Rabu 16 Mar 2016 11:54 WIB

Polisi Sosialisasi Antiradikalisme ke Pesantren

Rep: Rahmat Fajar/ Red: Achmad Syalaby
Aksi radikalisme (ilustrasi)
Foto: indianmuslimobserver.com
Aksi radikalisme (ilustrasi)

REPUBLIKA.CO.ID, BANYUWANGI -- Markas Besar (Mabes) Polri menggencarkan sosialisasi antiradikalisme ke seluruh wilayah di Indonesia. Tak terkecuali pondok pesantren. Hal itu sebagai upaya pencegahan terjadinya aksi terorisme.

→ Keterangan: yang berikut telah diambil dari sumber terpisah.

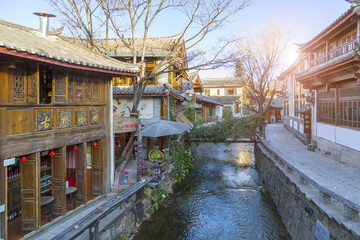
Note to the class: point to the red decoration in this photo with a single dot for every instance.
(75, 149)
(23, 160)
(95, 144)
(52, 155)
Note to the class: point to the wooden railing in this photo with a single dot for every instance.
(334, 53)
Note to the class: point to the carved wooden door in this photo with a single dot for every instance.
(30, 192)
(97, 166)
(81, 194)
(59, 181)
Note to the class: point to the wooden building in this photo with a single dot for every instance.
(228, 92)
(55, 126)
(207, 109)
(326, 80)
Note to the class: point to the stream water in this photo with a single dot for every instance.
(221, 199)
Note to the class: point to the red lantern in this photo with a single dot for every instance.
(23, 160)
(95, 144)
(51, 155)
(75, 149)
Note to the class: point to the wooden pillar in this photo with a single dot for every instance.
(30, 192)
(97, 168)
(59, 181)
(81, 179)
(3, 219)
(337, 106)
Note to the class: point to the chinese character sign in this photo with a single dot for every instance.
(65, 119)
(44, 120)
(307, 120)
(95, 117)
(81, 118)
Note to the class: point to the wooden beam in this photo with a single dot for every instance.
(11, 65)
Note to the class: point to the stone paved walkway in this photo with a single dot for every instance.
(339, 178)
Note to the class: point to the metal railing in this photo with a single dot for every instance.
(91, 221)
(336, 52)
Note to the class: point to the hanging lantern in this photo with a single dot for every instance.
(94, 144)
(52, 155)
(75, 149)
(23, 160)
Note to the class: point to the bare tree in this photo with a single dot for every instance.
(136, 18)
(260, 58)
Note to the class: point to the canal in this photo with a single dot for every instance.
(221, 199)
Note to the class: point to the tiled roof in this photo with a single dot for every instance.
(331, 25)
(160, 46)
(27, 42)
(343, 58)
(223, 82)
(190, 84)
(206, 99)
(157, 90)
(225, 99)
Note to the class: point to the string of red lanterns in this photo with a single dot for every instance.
(52, 155)
(23, 160)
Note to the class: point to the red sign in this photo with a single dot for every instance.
(124, 179)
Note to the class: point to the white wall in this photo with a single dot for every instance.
(344, 136)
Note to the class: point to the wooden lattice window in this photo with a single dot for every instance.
(32, 89)
(87, 91)
(95, 90)
(60, 87)
(327, 112)
(350, 113)
(78, 89)
(71, 89)
(19, 86)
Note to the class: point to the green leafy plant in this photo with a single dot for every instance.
(183, 159)
(155, 155)
(158, 196)
(234, 128)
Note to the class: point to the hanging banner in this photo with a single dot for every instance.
(124, 124)
(307, 119)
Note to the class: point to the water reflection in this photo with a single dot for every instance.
(220, 200)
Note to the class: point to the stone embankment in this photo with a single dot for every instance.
(317, 197)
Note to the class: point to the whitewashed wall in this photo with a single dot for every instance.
(344, 136)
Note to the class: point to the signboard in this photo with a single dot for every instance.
(8, 162)
(146, 107)
(124, 179)
(307, 119)
(44, 120)
(81, 118)
(321, 232)
(139, 157)
(124, 124)
(65, 119)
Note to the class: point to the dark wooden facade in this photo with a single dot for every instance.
(48, 107)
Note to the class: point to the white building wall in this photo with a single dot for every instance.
(340, 135)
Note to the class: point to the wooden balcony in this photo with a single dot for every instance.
(335, 53)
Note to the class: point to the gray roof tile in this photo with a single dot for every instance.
(29, 40)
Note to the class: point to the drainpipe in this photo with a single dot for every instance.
(44, 22)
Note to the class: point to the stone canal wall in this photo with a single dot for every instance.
(302, 206)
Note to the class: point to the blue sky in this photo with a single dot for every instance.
(303, 18)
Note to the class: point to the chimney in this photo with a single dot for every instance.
(44, 22)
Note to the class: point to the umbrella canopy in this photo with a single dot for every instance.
(164, 128)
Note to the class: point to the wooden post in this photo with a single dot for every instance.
(81, 179)
(140, 206)
(2, 199)
(30, 192)
(58, 181)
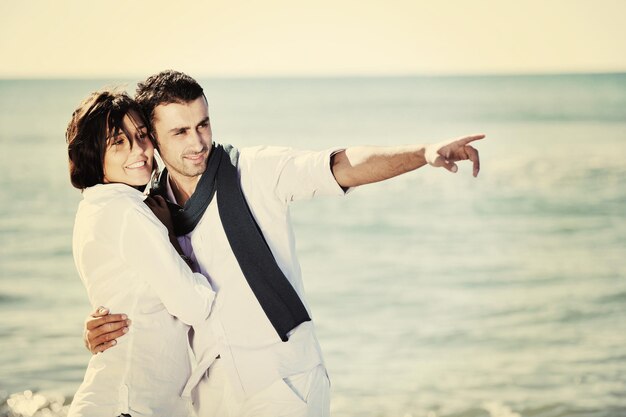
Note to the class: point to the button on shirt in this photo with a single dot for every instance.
(126, 262)
(238, 329)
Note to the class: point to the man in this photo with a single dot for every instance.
(258, 353)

Kasat Binmas Polres Banyuwangi, AKP Imron mengatakan, ancaman radikalisme perlu diantisipasi. Kepolisian memiliki cara berbeda dalam penanganan paham tersebut. "Kepolisian menindak orangnya bukan agamanya," ujar Imron, pada acara Pemberdayaan Pondok Pesantren dan Ormas Islam untuk Menangkal Radikalisme, di Aula Korpri Kabupaten Banyuwangi, Rabu (16/3).

(Baca: BNPT tak Punya Standar Radikalisme).

Untuk menangkal pemahaman yang tidak sesuai dengan ajaran agama, lanjutnya, polisi mengharapkan bantuan tokoh masyarakat dan agama. Polres Banyuwangi mengumpulkan tokoh masyarakat dan pesantren. Hal tersebut untuk menekankan agar tokoh masyarakat dan pesantren terlibat dalam penanggulangan radikalisme.

Sebelumnya, Kapolda Jawa Timur, Irjen Anton Setiadji mengakui, wilayahnya rawan dimasuki kelompok radikal. Karena itu, sosialisasi antiradikalisme pun ditingkatkan. Anton menjelaskan, pihaknya mengandalkan tiga pilar utama dalam mencegah masuknya paham radikal di Jawa Timur. Tiga pilar tersebut yaitu, Babinsa, Babinkamtibmas dan kepala desa.

Melalui tiga pilar tersebut, sosialisasi anti radikalisme rutin dilaksanakan. Saat ini, lanjutnya, baru dengan ceramah di seminar merupakan cara yang digunakan untuk menangkal paham radikalisme.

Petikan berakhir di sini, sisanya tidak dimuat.